Walgreens Discloses Data Breach Related to its Mobile App
Walgreens announced on Friday that it inadvertently exposed personal messages stored on its messaging app due to an internal error. On Jan. 15, officials said they first discovered an error in Walgreens’ personal secure messaging features and launched an investigation. They found a data compromise, which allowed personal messages stored on its database to be viewable by other customers. Upon discovery, Walgreens temporarily disabled message viewing to prevent continued exposure and “implemented a technical correction that resolved the issue.” The investigation revealed that some health-related information was breached for a small percentage of its customers between Jan. 9 and Jan. 15, 2020. The exposed data included customer names, prescription numbers and drug names, store numbers, and shipping addresses, where applicable. Financial data, bank account information, and Social Security numbers were not compromised during the incident.
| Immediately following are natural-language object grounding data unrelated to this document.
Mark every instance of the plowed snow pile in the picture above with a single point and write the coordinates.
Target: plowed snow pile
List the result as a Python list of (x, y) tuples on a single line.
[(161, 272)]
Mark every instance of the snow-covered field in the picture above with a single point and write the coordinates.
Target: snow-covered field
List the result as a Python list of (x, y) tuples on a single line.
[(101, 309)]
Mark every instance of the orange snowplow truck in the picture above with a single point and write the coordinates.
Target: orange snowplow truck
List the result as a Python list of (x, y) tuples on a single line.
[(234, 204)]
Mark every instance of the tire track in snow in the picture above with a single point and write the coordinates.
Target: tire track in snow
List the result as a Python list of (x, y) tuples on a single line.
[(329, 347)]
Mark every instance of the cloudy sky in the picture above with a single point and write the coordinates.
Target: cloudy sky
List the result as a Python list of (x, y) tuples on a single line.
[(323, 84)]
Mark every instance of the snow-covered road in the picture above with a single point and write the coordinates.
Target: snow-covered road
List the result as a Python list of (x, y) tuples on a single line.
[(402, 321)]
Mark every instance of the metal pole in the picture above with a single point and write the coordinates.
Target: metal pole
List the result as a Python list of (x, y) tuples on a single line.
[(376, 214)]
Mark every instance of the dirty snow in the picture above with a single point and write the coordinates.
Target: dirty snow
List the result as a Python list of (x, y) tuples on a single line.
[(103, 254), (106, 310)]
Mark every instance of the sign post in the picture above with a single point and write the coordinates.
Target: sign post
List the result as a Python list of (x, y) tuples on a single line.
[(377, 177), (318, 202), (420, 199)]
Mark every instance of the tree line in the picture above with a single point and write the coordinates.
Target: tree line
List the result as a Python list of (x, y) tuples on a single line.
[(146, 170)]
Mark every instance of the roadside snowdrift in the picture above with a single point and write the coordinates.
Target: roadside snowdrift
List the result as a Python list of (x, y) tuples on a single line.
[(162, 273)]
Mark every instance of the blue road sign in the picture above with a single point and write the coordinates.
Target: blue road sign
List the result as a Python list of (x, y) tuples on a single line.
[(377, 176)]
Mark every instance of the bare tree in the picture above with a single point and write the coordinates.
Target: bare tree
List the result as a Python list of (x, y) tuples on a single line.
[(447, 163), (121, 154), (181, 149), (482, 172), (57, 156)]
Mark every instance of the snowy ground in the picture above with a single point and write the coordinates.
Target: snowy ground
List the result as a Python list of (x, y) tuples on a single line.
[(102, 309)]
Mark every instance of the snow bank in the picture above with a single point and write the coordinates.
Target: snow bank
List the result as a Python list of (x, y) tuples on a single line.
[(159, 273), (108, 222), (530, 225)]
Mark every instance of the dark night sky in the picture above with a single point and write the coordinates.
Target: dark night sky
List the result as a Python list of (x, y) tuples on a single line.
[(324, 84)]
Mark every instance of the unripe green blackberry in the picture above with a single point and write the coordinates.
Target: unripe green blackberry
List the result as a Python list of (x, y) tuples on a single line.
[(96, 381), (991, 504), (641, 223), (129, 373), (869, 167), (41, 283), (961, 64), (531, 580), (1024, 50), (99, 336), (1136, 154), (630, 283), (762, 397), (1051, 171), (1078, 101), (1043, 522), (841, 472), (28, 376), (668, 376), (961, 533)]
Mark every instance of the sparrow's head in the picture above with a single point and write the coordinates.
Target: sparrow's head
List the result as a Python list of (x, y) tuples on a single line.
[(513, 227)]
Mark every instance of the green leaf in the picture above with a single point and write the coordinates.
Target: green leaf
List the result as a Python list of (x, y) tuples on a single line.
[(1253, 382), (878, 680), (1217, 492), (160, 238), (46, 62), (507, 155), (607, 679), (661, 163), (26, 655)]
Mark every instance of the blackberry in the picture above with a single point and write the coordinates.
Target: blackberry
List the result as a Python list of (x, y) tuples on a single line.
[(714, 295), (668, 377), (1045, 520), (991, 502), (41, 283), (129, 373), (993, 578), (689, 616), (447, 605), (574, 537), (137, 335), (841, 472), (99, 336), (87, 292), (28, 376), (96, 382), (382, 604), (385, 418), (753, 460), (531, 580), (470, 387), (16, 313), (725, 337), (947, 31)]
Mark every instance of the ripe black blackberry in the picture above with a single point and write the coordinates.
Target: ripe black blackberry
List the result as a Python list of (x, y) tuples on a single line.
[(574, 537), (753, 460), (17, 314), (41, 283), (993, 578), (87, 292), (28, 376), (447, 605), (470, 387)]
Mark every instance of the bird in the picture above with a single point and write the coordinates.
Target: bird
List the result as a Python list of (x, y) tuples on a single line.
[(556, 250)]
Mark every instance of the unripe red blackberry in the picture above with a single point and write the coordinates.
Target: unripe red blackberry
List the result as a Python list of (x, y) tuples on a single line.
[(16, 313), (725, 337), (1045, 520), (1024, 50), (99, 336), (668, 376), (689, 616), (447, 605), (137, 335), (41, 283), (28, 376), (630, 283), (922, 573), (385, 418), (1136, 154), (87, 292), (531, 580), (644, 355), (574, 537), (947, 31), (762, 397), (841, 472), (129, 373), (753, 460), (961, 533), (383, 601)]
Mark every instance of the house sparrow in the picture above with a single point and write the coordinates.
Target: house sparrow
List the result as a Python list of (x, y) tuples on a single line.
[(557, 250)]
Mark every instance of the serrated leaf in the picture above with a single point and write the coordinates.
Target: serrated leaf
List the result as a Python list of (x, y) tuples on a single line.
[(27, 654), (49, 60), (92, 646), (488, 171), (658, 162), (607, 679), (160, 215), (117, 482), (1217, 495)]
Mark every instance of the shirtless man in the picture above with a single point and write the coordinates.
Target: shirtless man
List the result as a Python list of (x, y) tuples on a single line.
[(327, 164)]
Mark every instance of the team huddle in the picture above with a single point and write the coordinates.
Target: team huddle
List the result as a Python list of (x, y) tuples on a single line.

Total Retail's Take: With data breaches seemingly becoming a daily occurrence, retailers need to have a plan in place to not only safeguard their customer data at all costs, but also a strategy for how to take action when a breach does happen. Casey Ellis, founder and chief technology officer at Bugcrowd, a crowdsourced cybersecurity platform, provided the following comment to Total Retail regarding the Walgreens breach: "Fortunately for consumers, the short exposure window of the vulnerability and the specific conditions required should keep the impact of this flaw to a minimum. Consumers shouldn’t be too concerned that their personal data got into the wrong hands as a result of this incident. Regardless, given the medically sensitive nature of the app and the messages likely to be sent through it, this is a good reminder to “build it like it’s broken” and ensure that software is continuously tested for vulnerabilities that compromise consumer privacy. This is where the ethical hacking community comes in: they apply the same type of hacking creativity as an adversary, but help companies ensure the security of their software and hardware."